Strong vibration nonlinearity in semiconductor-based nanomechanical systems
Kirill Moskovtsev, M. I. Dykman

TL;DR
This paper investigates how electron-phonon interactions in semiconductor nanomechanical systems induce strong nonlinear vibrational behaviors, influenced by strain and electron redistribution among energy valleys, with implications for silicon-based devices.
Contribution
It reveals the mechanism of mode nonlinearity caused by valley degeneracy lifting and provides quantitative analysis for silicon micro-systems, highlighting mode and orientation dependence.
Findings
Electron-phonon coupling causes strong vibrational mode nonlinearity.
The nonlinearity varies with electron density, temperature, and crystal orientation.
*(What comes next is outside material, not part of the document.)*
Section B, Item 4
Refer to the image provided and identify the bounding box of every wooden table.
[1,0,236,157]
Quartic strain terms determine amplitude-dependent mode frequencies.
Abstract
We study the effect of the electron-phonon coupling on vibrational eigenmodes of nano- and micro-mechanical systems made of semiconductors with equivalent energy valleys. We show that the coupling can lead to a strong mode nonlinearity. The mechanism is the lifting of the valley degeneracy by the strain. The redistribution of the electrons between the valleys is controlled by a large ratio of the electron-phonon coupling constant to the electron chemical potential or temperature. We find the quartic in the strain terms in the electron free energy, which determine the amplitude dependence of the mode frequencies. This dependence is calculated for silicon micro-systems. It is significantly different for different modes and the crystal orientation, and can vary nonmonotonously with the electron density and temperature.